[Bug 9262] New: Segmentation Fault on ldap_chain_op during Network Issues

14 May 2020


      https://bugs.openldap.org/show_bug.cgi?id=9262
Bug ID: 9262
           Summary: Segmentation Fault on ldap_chain_op during Network
                    Issues
           Product: OpenLDAP
           Version: 2.4.49
          Hardware: x86_64
                OS: Linux
            Status: UNCONFIRMED
          Severity: normal
          Priority: ---
         Component: overlays
          Assignee: bugs@openldap.org
          Reporter: jeremy.diaz@rexconsulting.net
  Target Milestone: ---
Created attachment 733
  --> https://bugs.openldap.org/attachment.cgi?id=733&action=edit
Full backtrace
This is a follow up to the following OpenLDAP mailing list post:
https://www.openldap.org/lists/openldap-technical/202001/msg00045.html
The issue is as follows:
Slapd crashes with a segmentation fault periodically and seems to occur most
often during periods of high load.
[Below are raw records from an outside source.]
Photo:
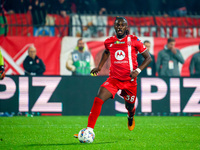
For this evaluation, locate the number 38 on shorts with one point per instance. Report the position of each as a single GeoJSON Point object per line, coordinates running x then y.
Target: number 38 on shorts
{"type": "Point", "coordinates": [130, 98]}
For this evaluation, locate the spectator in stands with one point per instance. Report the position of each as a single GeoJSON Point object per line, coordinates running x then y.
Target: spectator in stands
{"type": "Point", "coordinates": [80, 62]}
{"type": "Point", "coordinates": [151, 69]}
{"type": "Point", "coordinates": [33, 65]}
{"type": "Point", "coordinates": [195, 65]}
{"type": "Point", "coordinates": [175, 8]}
{"type": "Point", "coordinates": [16, 6]}
{"type": "Point", "coordinates": [38, 10]}
{"type": "Point", "coordinates": [61, 7]}
{"type": "Point", "coordinates": [168, 59]}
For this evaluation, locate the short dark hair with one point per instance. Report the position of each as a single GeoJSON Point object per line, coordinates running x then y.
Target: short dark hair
{"type": "Point", "coordinates": [79, 40]}
{"type": "Point", "coordinates": [120, 17]}
{"type": "Point", "coordinates": [123, 18]}
{"type": "Point", "coordinates": [170, 40]}
{"type": "Point", "coordinates": [146, 41]}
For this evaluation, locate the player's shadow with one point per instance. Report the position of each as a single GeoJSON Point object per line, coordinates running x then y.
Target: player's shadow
{"type": "Point", "coordinates": [31, 145]}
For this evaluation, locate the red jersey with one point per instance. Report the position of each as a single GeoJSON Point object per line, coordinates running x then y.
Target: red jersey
{"type": "Point", "coordinates": [123, 54]}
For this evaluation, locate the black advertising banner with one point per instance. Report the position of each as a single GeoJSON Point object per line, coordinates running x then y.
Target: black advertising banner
{"type": "Point", "coordinates": [70, 95]}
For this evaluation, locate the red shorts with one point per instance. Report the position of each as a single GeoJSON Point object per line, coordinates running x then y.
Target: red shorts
{"type": "Point", "coordinates": [129, 89]}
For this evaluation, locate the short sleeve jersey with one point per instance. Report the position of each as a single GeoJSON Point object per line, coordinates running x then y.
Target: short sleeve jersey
{"type": "Point", "coordinates": [123, 54]}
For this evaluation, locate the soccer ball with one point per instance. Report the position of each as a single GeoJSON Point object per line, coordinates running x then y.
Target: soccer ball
{"type": "Point", "coordinates": [86, 136]}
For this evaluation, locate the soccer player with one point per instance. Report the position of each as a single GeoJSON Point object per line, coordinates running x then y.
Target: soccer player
{"type": "Point", "coordinates": [123, 49]}
{"type": "Point", "coordinates": [2, 72]}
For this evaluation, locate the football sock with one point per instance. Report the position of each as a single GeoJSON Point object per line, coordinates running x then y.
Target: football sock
{"type": "Point", "coordinates": [95, 112]}
{"type": "Point", "coordinates": [131, 113]}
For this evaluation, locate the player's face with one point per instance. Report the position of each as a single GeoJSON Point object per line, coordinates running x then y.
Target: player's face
{"type": "Point", "coordinates": [80, 45]}
{"type": "Point", "coordinates": [120, 27]}
{"type": "Point", "coordinates": [171, 45]}
{"type": "Point", "coordinates": [32, 53]}
{"type": "Point", "coordinates": [147, 45]}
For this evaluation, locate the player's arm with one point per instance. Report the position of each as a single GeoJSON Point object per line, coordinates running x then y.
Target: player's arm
{"type": "Point", "coordinates": [2, 72]}
{"type": "Point", "coordinates": [104, 58]}
{"type": "Point", "coordinates": [145, 63]}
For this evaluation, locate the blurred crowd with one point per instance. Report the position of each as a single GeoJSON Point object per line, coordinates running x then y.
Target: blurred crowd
{"type": "Point", "coordinates": [158, 7]}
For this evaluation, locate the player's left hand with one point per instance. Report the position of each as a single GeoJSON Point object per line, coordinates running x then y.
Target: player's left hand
{"type": "Point", "coordinates": [134, 74]}
{"type": "Point", "coordinates": [2, 72]}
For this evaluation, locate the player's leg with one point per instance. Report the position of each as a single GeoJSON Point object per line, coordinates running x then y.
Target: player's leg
{"type": "Point", "coordinates": [131, 108]}
{"type": "Point", "coordinates": [130, 98]}
{"type": "Point", "coordinates": [102, 96]}
{"type": "Point", "coordinates": [131, 112]}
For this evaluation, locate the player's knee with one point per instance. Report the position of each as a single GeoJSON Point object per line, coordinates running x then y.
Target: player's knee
{"type": "Point", "coordinates": [129, 107]}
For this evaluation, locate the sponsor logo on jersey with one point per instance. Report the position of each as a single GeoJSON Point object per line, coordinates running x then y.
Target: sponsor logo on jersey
{"type": "Point", "coordinates": [118, 42]}
{"type": "Point", "coordinates": [119, 55]}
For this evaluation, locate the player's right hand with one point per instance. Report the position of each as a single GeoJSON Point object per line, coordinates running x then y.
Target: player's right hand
{"type": "Point", "coordinates": [95, 71]}
{"type": "Point", "coordinates": [2, 72]}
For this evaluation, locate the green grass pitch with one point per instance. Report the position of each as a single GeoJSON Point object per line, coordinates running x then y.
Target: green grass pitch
{"type": "Point", "coordinates": [111, 133]}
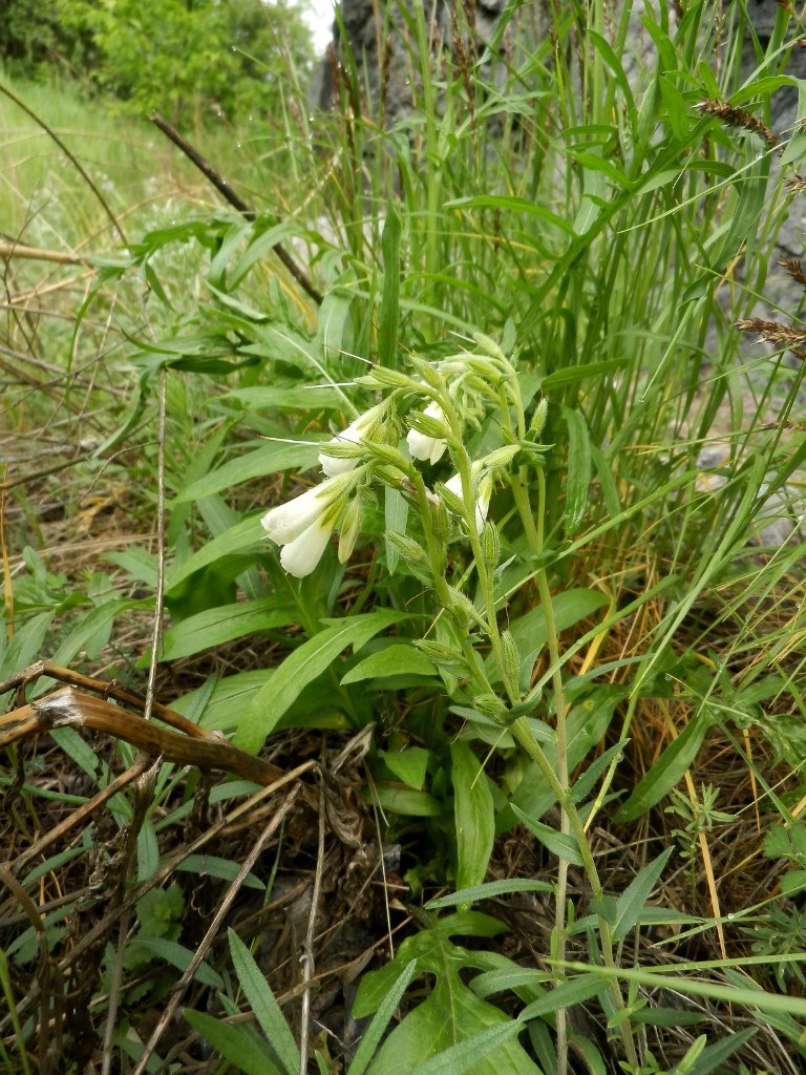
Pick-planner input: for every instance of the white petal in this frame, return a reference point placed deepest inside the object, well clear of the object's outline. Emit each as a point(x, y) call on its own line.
point(301, 556)
point(287, 521)
point(483, 498)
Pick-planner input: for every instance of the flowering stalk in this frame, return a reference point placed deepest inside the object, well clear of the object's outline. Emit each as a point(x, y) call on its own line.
point(357, 433)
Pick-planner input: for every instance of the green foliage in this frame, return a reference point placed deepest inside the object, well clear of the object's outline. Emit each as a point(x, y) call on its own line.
point(191, 61)
point(538, 611)
point(36, 41)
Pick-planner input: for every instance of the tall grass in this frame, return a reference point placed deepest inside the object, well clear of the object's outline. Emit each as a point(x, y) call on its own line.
point(614, 664)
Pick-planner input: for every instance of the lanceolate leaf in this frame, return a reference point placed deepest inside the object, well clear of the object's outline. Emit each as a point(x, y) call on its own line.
point(236, 1044)
point(263, 1004)
point(301, 668)
point(267, 459)
point(216, 626)
point(666, 771)
point(475, 826)
point(400, 658)
point(632, 900)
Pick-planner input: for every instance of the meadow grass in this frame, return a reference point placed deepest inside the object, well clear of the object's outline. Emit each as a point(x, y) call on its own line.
point(596, 698)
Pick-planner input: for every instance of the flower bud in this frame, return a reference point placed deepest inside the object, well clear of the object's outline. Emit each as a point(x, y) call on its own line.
point(423, 446)
point(347, 443)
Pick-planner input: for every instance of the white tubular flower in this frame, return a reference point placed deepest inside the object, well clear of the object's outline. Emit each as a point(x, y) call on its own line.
point(304, 525)
point(357, 432)
point(301, 556)
point(423, 447)
point(481, 495)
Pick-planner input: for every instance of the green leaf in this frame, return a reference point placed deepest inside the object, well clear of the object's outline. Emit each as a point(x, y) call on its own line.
point(636, 893)
point(389, 314)
point(473, 812)
point(407, 802)
point(246, 534)
point(83, 636)
point(408, 765)
point(263, 1004)
point(301, 668)
point(399, 658)
point(383, 1017)
point(216, 626)
point(586, 371)
point(298, 398)
point(449, 1016)
point(579, 469)
point(666, 771)
point(566, 994)
point(464, 1056)
point(714, 1056)
point(268, 459)
point(530, 631)
point(396, 515)
point(563, 845)
point(235, 1044)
The issue seems to be related to the chain
overlay.
Some background info:
This environment was originally made up of 3 producers and 6 consumers all on
OpenLdap 2.4.48.
Initially the issue did not appear to be caused directly by high load. We
noticed that there was an uptick in saslauthd errors around the time when a
crash occurred:
Dec 11 07:23:20 {REDACTED} saslauthd[2720]: user ldap_search_st() failed: Timed
out
Dec 11 07:23:30 {REDACTED} saslauthd[2718]: user ldap_search_st() failed: Timed
out
Dec 11 07:23:40 {REDACTED} saslauthd[2718]: user ldap_search_st() failed: Timed
out
Dec 11 07:23:56 {REDACTED} saslauthd[2717]: user ldap_search_st() failed: Timed
out
Dec 11 07:23:57 {REDACTED} saslauthd[2720]: user ldap_search_st() failed: Timed
out
Dec 11 07:23:57 {REDACTED} saslauthd[2719]: user ldap_search_st() failed: Timed
out
Dec 11 07:24:05 {REDACTED} saslauthd[2718]: user ldap_search_st() failed: Timed
out
Dec 11 07:24:06 {REDACTED} saslauthd[2717]: user ldap_search_st() failed: Timed
out
Dec 11 07:24:54 {REDACTED} saslauthd[2719]:                : write failure
Dec 11 07:24:54 {REDACTED} saslauthd[2717]:                : write failure
Dec 11 07:24:54 {REDACTED} saslauthd[2719]:                : write: Broken pipe
Dec 11 07:24:54 {REDACTED} saslauthd[2717]:                : write: Broken pipe
Dec 11 07:24:54 {REDACTED} saslauthd[2718]:                : write failure
Dec 11 07:24:54 {REDACTED} saslauthd[2720]:                : write failure
Dec 11 07:24:54 {REDACTED} saslauthd[2718]:                : write: Broken pipe
Dec 11 07:24:54 {REDACTED} saslauthd[2720]:                : write: Broken pipe
Dec 11 07:25:04 {REDACTED} saslauthd[2721]:                : write failure
Dec 11 07:25:04 {REDACTED} saslauthd[2721]:                : write: Broken pipe
This seemed to indicate an issue with either AD, saslauthd or the ldap meta
instance. Slapd with log level -1 did not return any obvious error messages.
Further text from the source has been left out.